En plus de ces missions, le Media Board a également des compétence au regard des matières suivantes :
- Les concentrations de marché et les mesures nationales susceptibles d’affecter significativement le pluralisme des médias et/ou l’indépendance éditoriale des prestataires de services de médias opérant sur le marché intérieur ;
- Les mesures communes visant à protéger le marché intérieur contre les fournisseurs de médias non européens qui représentent une menace pour la sécurité publique ;
- Les résultats des dialogues entre les très grandes plateformes en ligne (VLOPs) et les prestataires de services de médias qui ont soumis une déclaration concernant les restrictions ou suspensions de leurs contenus basées sur les conditions d’utilisation des VLOPs.
Le Media Board favorise également la coopération entre ses membres et l’engagement avec les acteurs des médias, tout en fournissant expertise et assistance à la Commission sur les questions liées à l’EMFA et à la directive SMA.
Le Media Board et ses membres opèrent de manière totalement indépendante de toute influence politique ou économique et ne sollicitent ni ne reçoivent d’instructions d’aucun gouvernement, institution (nationale, supranationale ou internationale) ni d’aucune personne ou entité, publique ou privée.

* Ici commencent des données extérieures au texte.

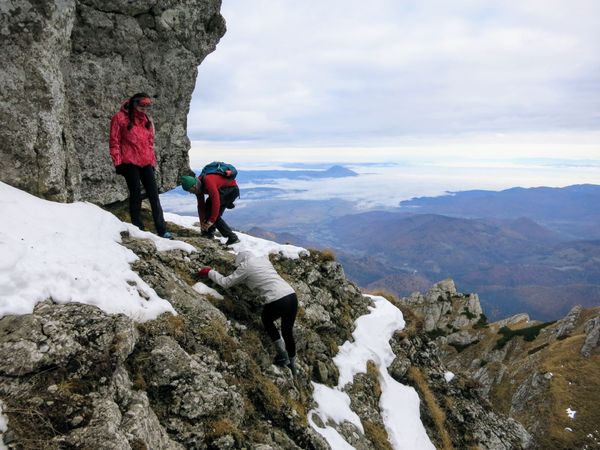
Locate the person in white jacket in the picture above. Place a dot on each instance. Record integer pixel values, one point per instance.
(280, 300)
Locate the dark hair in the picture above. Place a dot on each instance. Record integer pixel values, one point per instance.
(130, 106)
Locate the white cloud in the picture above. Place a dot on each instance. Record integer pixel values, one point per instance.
(308, 73)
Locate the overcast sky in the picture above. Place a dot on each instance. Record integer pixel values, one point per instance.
(327, 74)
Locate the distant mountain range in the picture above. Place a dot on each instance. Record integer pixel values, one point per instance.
(573, 210)
(523, 250)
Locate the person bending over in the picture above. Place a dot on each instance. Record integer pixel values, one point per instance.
(221, 194)
(280, 300)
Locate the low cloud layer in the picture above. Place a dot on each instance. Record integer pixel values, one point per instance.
(341, 72)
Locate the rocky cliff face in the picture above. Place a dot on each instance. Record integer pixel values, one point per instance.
(530, 370)
(72, 376)
(66, 67)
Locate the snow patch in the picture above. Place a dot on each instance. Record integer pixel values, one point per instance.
(71, 252)
(334, 405)
(399, 404)
(203, 289)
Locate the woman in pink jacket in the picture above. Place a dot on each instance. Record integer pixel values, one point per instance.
(132, 153)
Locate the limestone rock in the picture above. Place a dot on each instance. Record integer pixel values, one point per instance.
(66, 67)
(567, 324)
(444, 310)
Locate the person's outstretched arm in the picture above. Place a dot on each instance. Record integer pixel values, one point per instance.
(238, 276)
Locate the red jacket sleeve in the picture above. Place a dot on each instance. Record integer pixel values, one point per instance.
(212, 189)
(115, 140)
(201, 206)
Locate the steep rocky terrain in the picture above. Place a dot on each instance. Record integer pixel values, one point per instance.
(66, 67)
(72, 376)
(530, 370)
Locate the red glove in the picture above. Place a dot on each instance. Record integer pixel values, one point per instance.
(204, 272)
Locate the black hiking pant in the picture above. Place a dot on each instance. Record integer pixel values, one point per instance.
(220, 224)
(133, 176)
(285, 308)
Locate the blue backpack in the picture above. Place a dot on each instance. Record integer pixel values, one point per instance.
(220, 168)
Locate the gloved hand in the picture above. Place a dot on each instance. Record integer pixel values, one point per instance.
(207, 225)
(204, 272)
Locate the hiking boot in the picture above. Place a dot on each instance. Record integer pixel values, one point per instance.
(281, 359)
(232, 240)
(292, 366)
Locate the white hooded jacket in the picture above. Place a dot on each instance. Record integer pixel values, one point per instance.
(258, 274)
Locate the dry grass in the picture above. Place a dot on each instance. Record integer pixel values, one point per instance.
(222, 427)
(435, 412)
(575, 384)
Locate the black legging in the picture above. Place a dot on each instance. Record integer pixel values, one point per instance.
(133, 175)
(286, 308)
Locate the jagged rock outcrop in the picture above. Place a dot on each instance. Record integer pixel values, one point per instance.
(592, 337)
(444, 310)
(525, 368)
(455, 413)
(66, 67)
(566, 325)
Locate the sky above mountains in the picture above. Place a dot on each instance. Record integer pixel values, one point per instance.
(493, 79)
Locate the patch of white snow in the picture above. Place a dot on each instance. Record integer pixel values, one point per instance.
(399, 404)
(71, 252)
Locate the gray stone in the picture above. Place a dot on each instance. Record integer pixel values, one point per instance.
(566, 325)
(66, 67)
(592, 337)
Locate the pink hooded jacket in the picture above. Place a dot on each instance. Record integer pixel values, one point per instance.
(135, 146)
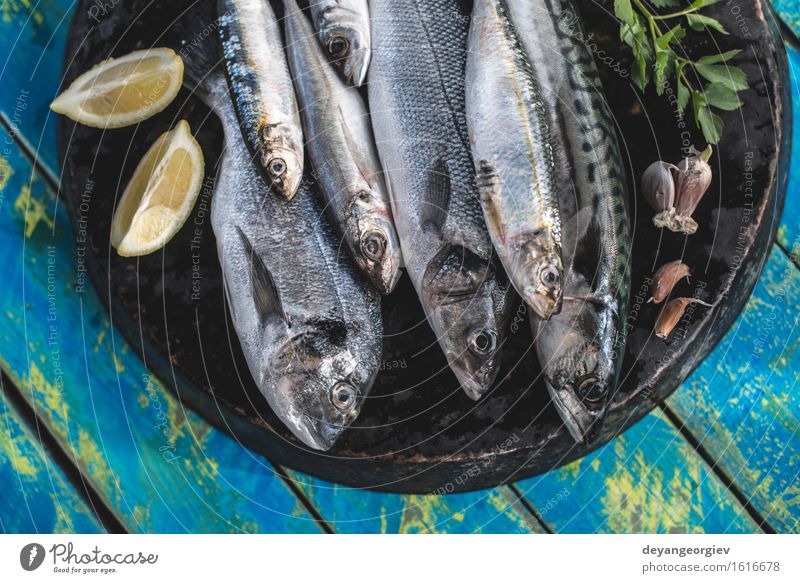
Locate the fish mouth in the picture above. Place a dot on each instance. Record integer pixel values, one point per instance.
(581, 421)
(476, 384)
(357, 67)
(545, 303)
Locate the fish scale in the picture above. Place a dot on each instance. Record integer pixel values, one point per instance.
(580, 349)
(511, 146)
(309, 326)
(417, 99)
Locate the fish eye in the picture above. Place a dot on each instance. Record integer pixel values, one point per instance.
(338, 47)
(550, 277)
(343, 397)
(481, 341)
(373, 245)
(277, 167)
(592, 392)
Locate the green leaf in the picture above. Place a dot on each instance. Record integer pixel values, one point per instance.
(665, 59)
(700, 22)
(674, 35)
(722, 97)
(703, 3)
(711, 124)
(732, 77)
(718, 58)
(624, 11)
(683, 96)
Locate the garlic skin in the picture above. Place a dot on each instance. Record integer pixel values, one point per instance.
(658, 186)
(684, 188)
(672, 313)
(692, 179)
(666, 278)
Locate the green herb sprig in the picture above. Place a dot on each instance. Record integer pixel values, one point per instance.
(654, 38)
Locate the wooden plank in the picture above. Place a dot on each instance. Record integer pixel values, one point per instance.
(742, 404)
(159, 467)
(34, 35)
(37, 497)
(648, 480)
(348, 510)
(789, 232)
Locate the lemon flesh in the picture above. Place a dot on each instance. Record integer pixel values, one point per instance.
(123, 91)
(159, 198)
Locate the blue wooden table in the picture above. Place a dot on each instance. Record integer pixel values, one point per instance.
(90, 442)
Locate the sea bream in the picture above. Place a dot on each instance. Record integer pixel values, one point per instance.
(262, 90)
(416, 95)
(580, 349)
(342, 151)
(510, 136)
(309, 325)
(343, 28)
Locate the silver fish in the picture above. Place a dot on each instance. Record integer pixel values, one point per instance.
(342, 150)
(580, 349)
(416, 94)
(262, 89)
(516, 174)
(309, 326)
(344, 31)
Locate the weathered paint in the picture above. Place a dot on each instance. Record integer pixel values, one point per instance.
(647, 480)
(789, 232)
(36, 496)
(159, 467)
(355, 511)
(34, 35)
(742, 403)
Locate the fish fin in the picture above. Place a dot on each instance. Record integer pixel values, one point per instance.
(436, 203)
(355, 148)
(262, 285)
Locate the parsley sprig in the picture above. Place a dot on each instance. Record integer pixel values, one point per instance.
(654, 38)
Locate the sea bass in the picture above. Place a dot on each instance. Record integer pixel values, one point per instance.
(508, 128)
(343, 28)
(416, 91)
(262, 89)
(342, 151)
(309, 326)
(581, 349)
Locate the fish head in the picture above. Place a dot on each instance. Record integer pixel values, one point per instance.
(540, 279)
(282, 156)
(459, 293)
(580, 361)
(320, 387)
(378, 253)
(346, 40)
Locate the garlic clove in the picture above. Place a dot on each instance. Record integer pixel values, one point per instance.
(658, 186)
(672, 313)
(666, 278)
(692, 179)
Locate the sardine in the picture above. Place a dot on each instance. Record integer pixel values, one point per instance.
(581, 349)
(342, 151)
(416, 91)
(262, 89)
(508, 128)
(343, 28)
(309, 325)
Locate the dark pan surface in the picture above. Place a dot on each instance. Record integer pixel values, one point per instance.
(418, 432)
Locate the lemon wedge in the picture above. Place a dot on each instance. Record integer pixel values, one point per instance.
(123, 91)
(160, 196)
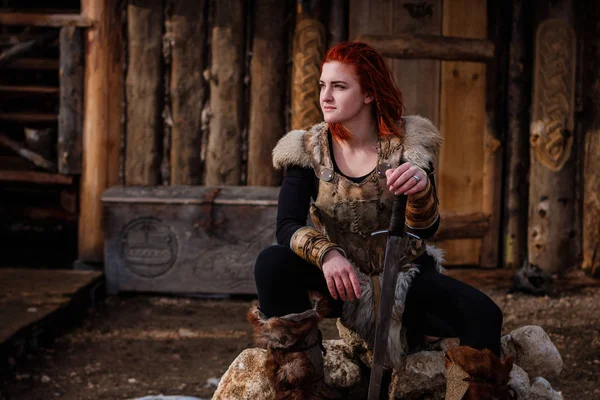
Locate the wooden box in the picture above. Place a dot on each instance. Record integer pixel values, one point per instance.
(186, 239)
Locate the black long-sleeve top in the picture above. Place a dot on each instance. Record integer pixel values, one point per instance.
(299, 186)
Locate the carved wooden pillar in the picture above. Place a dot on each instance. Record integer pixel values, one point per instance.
(552, 189)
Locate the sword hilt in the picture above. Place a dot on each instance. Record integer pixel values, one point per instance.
(398, 218)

Les autorités nationales de régulation sont les acteurs clés de la mise en œuvre du règlement sur le terrain. Leur rôle est de veiller à l’application effective des règles de l’EMFA dans chaque État membre. Pour la Belgique, plusieurs autorités de régulation sont compétentes pour prendre en charge ces missions. Il s’agit du Vlaamse Regulator voor de Media (VRM) pour le paysage médiatique flamand, du Medienrat pour le paysage médiatique germanophone, du CSA pour le paysage médiatique de la Fédération Wallonie-Bruxelles et de l’Institut Belge des Services Postaux et des Télécommunications (IBPT) dans certains cas spécifiques dépendant du Fédéral.
Concrètement, ces autorités sont chargées de contrôler le respect de l’indépendance éditoriale des médias, de garantir la transparence sur les structures de propriété, et de contrôler les procédures de nomination des dirigeants des médias de service public. Elles doivent également évaluer les projets de concentration dans le secteur des médias, en analysant leurs effets sur le pluralisme et l’indépendance éditoriale.
Les autorités nationales ont également pour mission de surveiller les pratiques des plateformes numériques à l’égard des médias européens. Elles s’assurent que les fournisseurs de médias sont soumis à des exigences réglementaires pour l’exercice de la responsabilité éditoriale et à la supervision de l’ARN. En cas de litige entre une plateforme et un média, le Media Board constitué des régulateurs, peut être saisi pour émettre une opinion. Les autorités nationales ont aussi un rôle stratégique dans la détection des ingérences étrangères, notamment en évaluant les activités des médias contrôlés par des États tiers susceptibles de menacer la sécurité ou l’ordre démocratique. Pour que ces missions soient menées efficacement, les autorités nationales coopèrent entre elles partout en Europe par le biais du Media Board, auquel elles transmettent des informations, participent aux consultations, et appliquent les lignes directrices internes communes dans un esprit de cohérence européenne.
En résumé, le Media Board est un comité d’experts nationaux qui a pour mission de fournir une expertise technique à la Commission. Il promeut la coopération et l’échange efficace d’informations, d’expériences et de bonnes pratiques entre ses membres, aide la Commission à élaborer des lignes directrices et assure la médiation en cas de désaccord entre autorités ou organismes de régulation nationaux.